To confirm the distributions have the correct parameters, we can use the summary function

knitr::kable(summary(simple1)$continuous)
endpoint arm input_baseline_mean input_sd input_trt_effect est_baseline_mean est_trt_effect est_resid_sd
Cont_1 0 10 3 0 10.02815 0.000000 2.999293
Cont_1 1 10 2 -2 10.02815 -2.102053 2.066130

From above, we see that the estimated baseline mean, treatment effect and standard deviation parameter are all close to the true values.

The resulting simulated data set can be accessed from the main makeDataSim object:

head(simple1$data)
##      Cont_1 trt
## 1  8.120639   0
## 2  9.021300   0
## 3 10.550930   0
## 4 13.989398   0
## 5  7.493114   0
## 6 13.817288   0

The response variable is automatically encoded as Cont_1 to indicate that it is the first continuous endpoint.

Binary

For binary outcomes, the event probability is modeled on the logit scale. You may specify treatment effects either directly on the probability scale (trt_prob) or on the log-odds scale (trt_effect), but not both.

bin_ep1 <- list(
      endpoint_type  = "binary",
      baseline_prob  = 0.30,
      trt_prob = 0.45
    )

Binary endpoints are specified via the following arguments:

  • baseline_prob: Probability of success in the control group.
  • trt_prob: Scalar or vector of treatment-group success probabilities.
  • trt_effect = NULL: Optional scalar or vector of treatment effects on the log-odds scale (relative to control). Only one of trt_prob or trt_effect may be supplied.

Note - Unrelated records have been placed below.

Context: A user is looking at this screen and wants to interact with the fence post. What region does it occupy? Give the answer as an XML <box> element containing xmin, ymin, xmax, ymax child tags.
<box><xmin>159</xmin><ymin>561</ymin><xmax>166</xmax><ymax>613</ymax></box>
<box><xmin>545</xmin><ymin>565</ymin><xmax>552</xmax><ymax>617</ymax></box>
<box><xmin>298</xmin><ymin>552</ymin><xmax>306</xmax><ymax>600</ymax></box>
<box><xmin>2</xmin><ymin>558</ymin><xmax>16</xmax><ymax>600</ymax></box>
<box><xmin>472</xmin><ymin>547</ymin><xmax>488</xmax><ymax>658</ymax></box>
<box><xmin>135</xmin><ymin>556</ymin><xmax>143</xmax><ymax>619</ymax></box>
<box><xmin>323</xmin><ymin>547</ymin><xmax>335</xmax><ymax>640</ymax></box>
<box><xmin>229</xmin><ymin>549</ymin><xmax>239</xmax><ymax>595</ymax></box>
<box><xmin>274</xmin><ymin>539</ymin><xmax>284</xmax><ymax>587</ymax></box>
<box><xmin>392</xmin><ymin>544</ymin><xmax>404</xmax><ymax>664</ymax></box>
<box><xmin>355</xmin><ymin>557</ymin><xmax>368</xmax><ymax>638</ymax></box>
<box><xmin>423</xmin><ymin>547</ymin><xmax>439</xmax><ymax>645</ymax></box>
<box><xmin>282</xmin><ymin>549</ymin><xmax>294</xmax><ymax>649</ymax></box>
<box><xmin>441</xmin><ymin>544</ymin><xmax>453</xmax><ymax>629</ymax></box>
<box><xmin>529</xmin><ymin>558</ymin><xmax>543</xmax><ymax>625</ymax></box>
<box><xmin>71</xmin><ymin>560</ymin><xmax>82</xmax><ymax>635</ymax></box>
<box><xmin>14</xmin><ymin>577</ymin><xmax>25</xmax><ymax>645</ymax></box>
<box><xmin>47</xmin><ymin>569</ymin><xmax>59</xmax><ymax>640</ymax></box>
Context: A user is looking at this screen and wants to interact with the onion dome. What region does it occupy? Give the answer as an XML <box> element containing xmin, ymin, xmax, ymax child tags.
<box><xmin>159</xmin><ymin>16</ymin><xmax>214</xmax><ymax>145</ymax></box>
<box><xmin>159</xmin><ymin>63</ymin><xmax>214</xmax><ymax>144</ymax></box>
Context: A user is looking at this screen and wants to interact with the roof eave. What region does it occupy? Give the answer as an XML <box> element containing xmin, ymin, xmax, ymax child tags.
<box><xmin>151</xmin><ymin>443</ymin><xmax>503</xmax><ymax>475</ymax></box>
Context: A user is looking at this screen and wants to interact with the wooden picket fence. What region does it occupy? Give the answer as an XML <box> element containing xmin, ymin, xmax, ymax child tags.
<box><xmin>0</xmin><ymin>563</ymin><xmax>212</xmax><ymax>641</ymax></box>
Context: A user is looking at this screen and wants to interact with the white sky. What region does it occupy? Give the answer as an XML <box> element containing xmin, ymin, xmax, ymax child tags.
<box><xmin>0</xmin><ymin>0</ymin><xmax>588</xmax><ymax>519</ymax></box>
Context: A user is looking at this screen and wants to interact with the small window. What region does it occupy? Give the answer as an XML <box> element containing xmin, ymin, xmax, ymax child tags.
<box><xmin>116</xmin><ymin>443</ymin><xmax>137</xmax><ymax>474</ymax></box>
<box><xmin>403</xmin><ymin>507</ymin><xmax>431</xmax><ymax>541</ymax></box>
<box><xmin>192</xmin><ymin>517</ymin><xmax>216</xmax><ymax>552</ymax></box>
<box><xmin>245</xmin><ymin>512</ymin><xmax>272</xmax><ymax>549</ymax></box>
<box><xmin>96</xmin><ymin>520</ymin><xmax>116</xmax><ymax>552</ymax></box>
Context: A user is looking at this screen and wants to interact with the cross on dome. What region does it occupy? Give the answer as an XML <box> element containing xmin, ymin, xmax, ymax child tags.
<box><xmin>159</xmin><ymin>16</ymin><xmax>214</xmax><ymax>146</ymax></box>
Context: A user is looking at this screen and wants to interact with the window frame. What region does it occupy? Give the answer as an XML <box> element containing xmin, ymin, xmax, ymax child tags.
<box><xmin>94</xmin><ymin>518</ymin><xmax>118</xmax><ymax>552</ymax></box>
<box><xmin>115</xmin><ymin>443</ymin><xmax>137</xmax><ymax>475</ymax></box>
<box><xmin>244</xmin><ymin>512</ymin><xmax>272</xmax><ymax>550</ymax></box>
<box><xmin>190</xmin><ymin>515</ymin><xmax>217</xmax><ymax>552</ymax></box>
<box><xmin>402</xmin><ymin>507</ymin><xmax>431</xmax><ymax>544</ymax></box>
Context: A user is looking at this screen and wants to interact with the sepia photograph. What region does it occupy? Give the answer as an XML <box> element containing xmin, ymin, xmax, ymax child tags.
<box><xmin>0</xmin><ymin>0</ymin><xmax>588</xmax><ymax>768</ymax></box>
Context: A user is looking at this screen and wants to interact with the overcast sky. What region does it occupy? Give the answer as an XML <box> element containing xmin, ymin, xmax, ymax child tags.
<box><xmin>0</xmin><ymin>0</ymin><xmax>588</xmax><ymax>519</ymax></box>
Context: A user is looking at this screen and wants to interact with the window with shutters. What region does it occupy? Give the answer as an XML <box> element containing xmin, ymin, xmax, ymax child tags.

Once again we can confirm that the simulated data has the proper characteristics:

simple2 <- makeData(correlation_matrix = NULL,
  sample_size_per_group = 1000,
  SEED = 2,
  endpoint_details = list(bin_ep1)
  )
knitr::kable(summary(simple2)$binary)
endpoint arm input_baseline_prob input_trt_logOR input_trt_prob est_baseline_prob est_trt_logOR est_prob
Bin_1 0 0.3 0.0000000 0.30 0.302 0.000000 0.302
Bin_1 1 0.3 0.6466272 0.45 0.302 0.641161 0.451

Count

To generate count outcomes, we use the zero-inflated negative binomial distribution with a log-link function. The parameterization arguments are as follows:

int_ep1 <- list(
      endpoint_type = "count",
      baseline_mean = 8,    
      trt_count = 10,
      size          = 100, # approximate Poisson       
      p_zero        = 0     
    )
  • baseline_mean: Mean count in the control group.
  • trt_count: Scalar or vector of treatment-group mean counts.
  • trt_effect = NULL: Optional scalar or vector of treatment effects on the log rate-ratio scale. Only one of trt_count or trt_effect may be supplied.
  • size: Negative binomial dispersion parameter (larger values reduce overdispersion and approach the Poisson limit). In the parameterization used, the variance of the distribution is equal to \(\mu + \frac{\mu^2}{\phi}\). Here, size controls \(\phi\).
  • p_zero: Zero-inflation probability.

An example use can be seen below:

simple3 <- makeData(correlation_matrix = NULL,
  sample_size_per_group = 1000,
  SEED = 2,
  endpoint_details = list(int_ep1)
  )
knitr::kable(summary(simple3)$count)
endpoint arm input_baseline_mean input_trt_logRR input_trt_mean input_size input_p_zero est_baseline_mean est_trt_logRR est_size obs_mean obs_p0
Int_1 0 8 0.0000000 8 100 0 7.987 0.0000000 54.55504 7.987 0
Int_1 1 8 0.2231436 10 100 0 7.987 0.2321426 54.55504 10.074 0

Note: When size is large, the negative binomial approaches a Poisson distribution. In those cases, the dispersion parameter may be difficult to estimate precisely from a single simulated dataset (e.g., via MASS::glm.nb()), which is usually not a practical concern for simulation.

Time-to-Event Endpoints

Time-to-event endpoints are supported through exponential event-time models with optional independent censoring, fatal/non-fatal event logic, administrative censoring, and stochastic enrollment. We defer details to the dedicated section below.

Multiple Treatment Arms

To extend the above simulations to settings with several treatment groups, we can simply replace scalar inputs with vectors. In general, if there are \(G\) total study arms (including control), then treatment-specific vectors (e.g., trt_prob, trt_effect, sd) should typically have length \(G-1\), corresponding to the non-control arms in order.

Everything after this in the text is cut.